Pode parecer bem estranho, mas cada vez mais tenho cismado que essa síndrome assola a vida das pessoas. Não sou médica nem psicóloga, mas detectei sua presença inúmeras vezes, em vários casos críticos (sim, eu a considero bem grave).

A primeira vez que constatei a sua existência foi nos anos 90. Lá estava eu fazendo um mochilão pela Europa e tinha acabado de chegar a Roma, meu sonho dourado. Fui direto para o Vaticano visitar as obras da Capela Sistina e do museu do Vaticano. Ah, foi maravilhoso poder ver as obras dos grandes mestres da pintura! A voz aguda da minha professora de história da arte ecoava em minha mente (no bom sentido: cada obra me lembrava algum ponto que ela tinha explicado e mostrado em suas aulas, anos antes).

A síndrome atacou nos dias seguintes, em outros museus. Depois de tantas “Virgens e o Menino” e “Anunciações”, eu comecei a ficar meio… entediada.

Sério. No começo, avaliava o traço, o contexto, as texturas, luz e sombra, os símbolos. Depois, a coisa caiu na mesmice: as “variações sobre o mesmo tema” viraram uma sensação estranha de deja vu.

Eu não podia abandonar a viagem, e havia sonhado muito com aquilo. Mas as “Virgens e os meninos” e “Anunciações” iam se multiplicando. Sim, elas, que “deveriam” ser partes importantes da viagem (eu queria ver todos os grandes pintores italianos!).

Tive que engolir seco e cumprir o que eu mesma esperava de mim: visitar todos os museus possíveis e olhar todos os quadros possíveis. Afinal, eu estava na Itália! Não podia deixar de curtir aquilo com que tanto sonhei, em que tanto pensei, que tanto planejei.

Vou explicar: a “síndrome da Anunciação” é aquela sensação de tédio que segue uma sequência de “uaus”.

Aquele espanto, aquele clique, aquele brilho, aquela alegria se vão e, com muito esforço, a gente consegue seguir em frente sem o entusiasmo, sem o motor. É como comer a casca depois de devorar todo o recheio do sanduíche de forma.

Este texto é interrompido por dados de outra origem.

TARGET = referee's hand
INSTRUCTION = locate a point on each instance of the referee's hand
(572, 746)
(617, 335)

Ou quando sobra o bombom de passas ou de banana naquela caixa deliciosa que a gente devorou no final de semana. Um anticlímax.

Não sei por quê, mas muitas vezes a gente insiste em terminar o que começou e segue em frente, na sequência de quadros entediantes ou de ruas erradas, simplesmente por preguiça, inércia, teimosia ou para “riscar da lista”.

No meu caso, foram alguns museus e galerias de arte. Mas a coisa se complica quando as pessoas levam a vida assim: a rotina, os relacionamentos, a carreira, os estudos, as viagens, as compras, as atitudes. Aquilo se repete, desagrada, incomoda, mas seguem em frente, insistindo. É quando a vida perde o encanto. E isso é um grande desperdício de tempo e energia. 

Você deve estar se perguntando: “e por que será que ela está falando disso?”. Porque me senti na obrigação de alertar as pessoas sobre o mal da década (hoje em dia não há mal que dure um século, as coisas mudam muito rapidamente). Para não terminarem de ver os museus sem antes refletir. Pode ser uma pausa para um café, uma quebra na rotina.

Não deixe a inércia te manter tanto tempo sem aquele frio na barriga, aquela alegria contagiante que acelera o tempo.

Se o museu está chato, saia dele ou mude a narrativa, o roteiro, porque você ainda terá mil outras coisas incríveis para fazer. O caminho está errado, dê o sinal e desça do ônibus, mude o destino e troque a direção. Não tem jeito? Então tente mudar algo dentro de você ou na maneira como encara as coisas para se sensibilizar, para transformar aquilo que te incomoda. Sempre tem um jeito, o que falta é coragem para reconhecer o erro e força para corrigir o que, sim, tem conserto.

Minha irmã e eu começamos a fazer um ranking de quantas “Virgens e o Menino” e “Anunciações” a gente via, e isso foi bem divertido, só não lembro quem ganhou. Hoje, se refizesse o roteiro, com certeza haveria menos museus e mais pasta i vino regados a boas conversas.